Bacterial production and growth efficiencies: Direct measurements on riverine aggregates
Limnol. Oceanogr., 45(2), 2000, 436-445 | DOI: 10.4319/lo.2000.45.2.0436
ABSTRACT: Heterotrophic bacteria transform organic matter by respiration and production of new biomass. Because there are only a limited number of studies on the respiration of bacteria attached to particulate organic matter, their role in the carbon cycle of aquatic systems is not well known. In this study, we combine radiotracer with microsensor techniques to measure bacterial production and respiration rates on the same aggregate and to directly determine the growth efficiency of the microbial community attached to aggregates. Aggregates of defined age were formed after incubation of water samples of the river Weser, Northern Germany, in roller tanks and their bacterial community was analyzed by in situ hybridization.
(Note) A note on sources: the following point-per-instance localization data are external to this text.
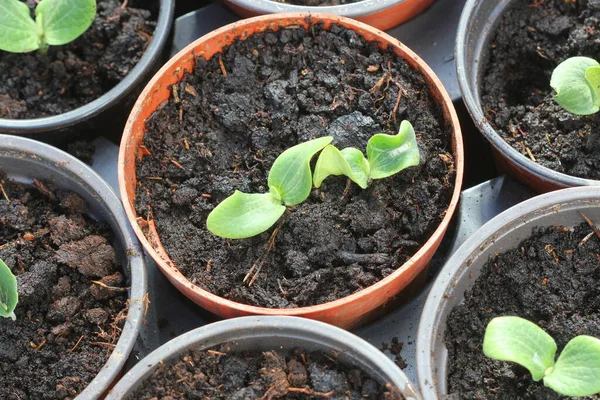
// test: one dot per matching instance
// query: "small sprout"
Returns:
(244, 215)
(386, 156)
(57, 22)
(576, 372)
(9, 296)
(577, 84)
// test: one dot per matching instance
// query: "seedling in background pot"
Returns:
(577, 85)
(8, 292)
(243, 215)
(57, 22)
(576, 372)
(386, 156)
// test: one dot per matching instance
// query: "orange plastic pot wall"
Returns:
(384, 19)
(346, 312)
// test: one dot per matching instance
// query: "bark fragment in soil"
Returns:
(220, 132)
(64, 332)
(548, 279)
(532, 39)
(33, 85)
(221, 374)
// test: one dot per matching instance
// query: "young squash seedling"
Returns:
(9, 296)
(57, 22)
(577, 84)
(290, 180)
(576, 372)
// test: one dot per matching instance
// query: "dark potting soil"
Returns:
(66, 325)
(551, 280)
(33, 85)
(532, 39)
(227, 122)
(220, 375)
(318, 3)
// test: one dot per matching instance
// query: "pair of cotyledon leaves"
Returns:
(575, 373)
(290, 181)
(57, 22)
(577, 84)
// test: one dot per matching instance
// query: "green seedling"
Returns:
(386, 155)
(57, 22)
(575, 373)
(8, 292)
(577, 84)
(243, 215)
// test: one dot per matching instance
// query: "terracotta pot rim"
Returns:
(108, 99)
(353, 10)
(175, 274)
(466, 82)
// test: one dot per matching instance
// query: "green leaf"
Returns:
(18, 32)
(290, 176)
(62, 21)
(520, 341)
(389, 154)
(9, 297)
(243, 215)
(573, 90)
(577, 370)
(350, 162)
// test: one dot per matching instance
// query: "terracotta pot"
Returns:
(506, 231)
(283, 334)
(383, 14)
(475, 32)
(345, 312)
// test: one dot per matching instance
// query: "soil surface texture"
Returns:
(220, 375)
(533, 37)
(227, 122)
(551, 279)
(33, 85)
(66, 323)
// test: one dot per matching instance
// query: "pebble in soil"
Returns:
(549, 279)
(533, 37)
(228, 120)
(33, 85)
(220, 374)
(66, 324)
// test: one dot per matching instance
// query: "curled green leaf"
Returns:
(243, 215)
(9, 297)
(290, 176)
(18, 32)
(390, 154)
(577, 370)
(577, 90)
(520, 341)
(350, 162)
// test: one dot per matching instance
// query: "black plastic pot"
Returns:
(109, 112)
(269, 333)
(502, 233)
(22, 159)
(475, 31)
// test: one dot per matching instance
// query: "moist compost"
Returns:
(220, 374)
(317, 3)
(33, 85)
(67, 322)
(228, 120)
(550, 279)
(532, 38)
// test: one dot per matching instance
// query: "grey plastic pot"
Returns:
(269, 333)
(502, 233)
(380, 14)
(22, 159)
(108, 112)
(475, 30)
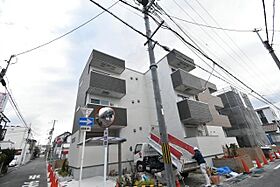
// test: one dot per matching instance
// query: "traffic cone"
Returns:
(264, 160)
(270, 157)
(246, 168)
(276, 156)
(177, 183)
(258, 163)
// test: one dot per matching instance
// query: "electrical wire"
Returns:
(214, 62)
(67, 33)
(213, 27)
(207, 57)
(125, 23)
(232, 55)
(265, 21)
(273, 19)
(261, 77)
(14, 104)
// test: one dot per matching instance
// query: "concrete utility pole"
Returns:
(160, 115)
(24, 148)
(269, 48)
(50, 139)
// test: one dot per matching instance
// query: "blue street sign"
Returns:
(86, 121)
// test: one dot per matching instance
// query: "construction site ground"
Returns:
(267, 176)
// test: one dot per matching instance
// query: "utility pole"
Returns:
(50, 139)
(24, 149)
(160, 115)
(4, 70)
(269, 48)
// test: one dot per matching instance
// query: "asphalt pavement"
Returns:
(269, 176)
(32, 174)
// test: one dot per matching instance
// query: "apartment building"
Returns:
(106, 81)
(246, 126)
(270, 123)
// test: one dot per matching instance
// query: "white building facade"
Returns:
(106, 82)
(17, 136)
The growth efficiency was 0.45 +/- 0.04 (SE) on 1-3-d-old aggregates, and it was independent of the growth rate (µ). There was no correlation between respiration and the particulate organic carbon (POC) or particulate organic nitrogen (PON) content of the same aggregate. Bacterial growth efficiencies on aggregates decreased after 5 d of incubation, as bacterial production decreased and respiration increased. On 7- and 14-d-old aggregates, the growth efficiency was 0.23 +/- 0.06 and 0.04 +/- 0.01, respectively, and proportional to µ. The bacterial production was thus apparently substrate limited. Respiration was then correlated with both POC and PON content of the same aggregates. The changes in bacterial production and respiration occurred with con-current changes in the bacterial community. The percentage of members of the a- and b-subclass of Proteobacteria decreased from 13% and 33.7% to 2.6% and 9.0%, respectively, whereas those of the g-subclass of filamentous Proteobacteria and Cytophaga increased from 31.9% to 50.4% and from 8.5% to 24.9%, respectively, during the 14 d of incubation. These results demonstrate that bacterial production and respiration on aggregates are dependent on the bacterial community and the substrate composition of aggregate. High growth efficiencies of aggregate-associated bacteria, especially during the first days of colonization, suggest that aggregates are spots of high bacterial growth where a rapid and efficient transfer of organic matter into bacterial biomass takes place.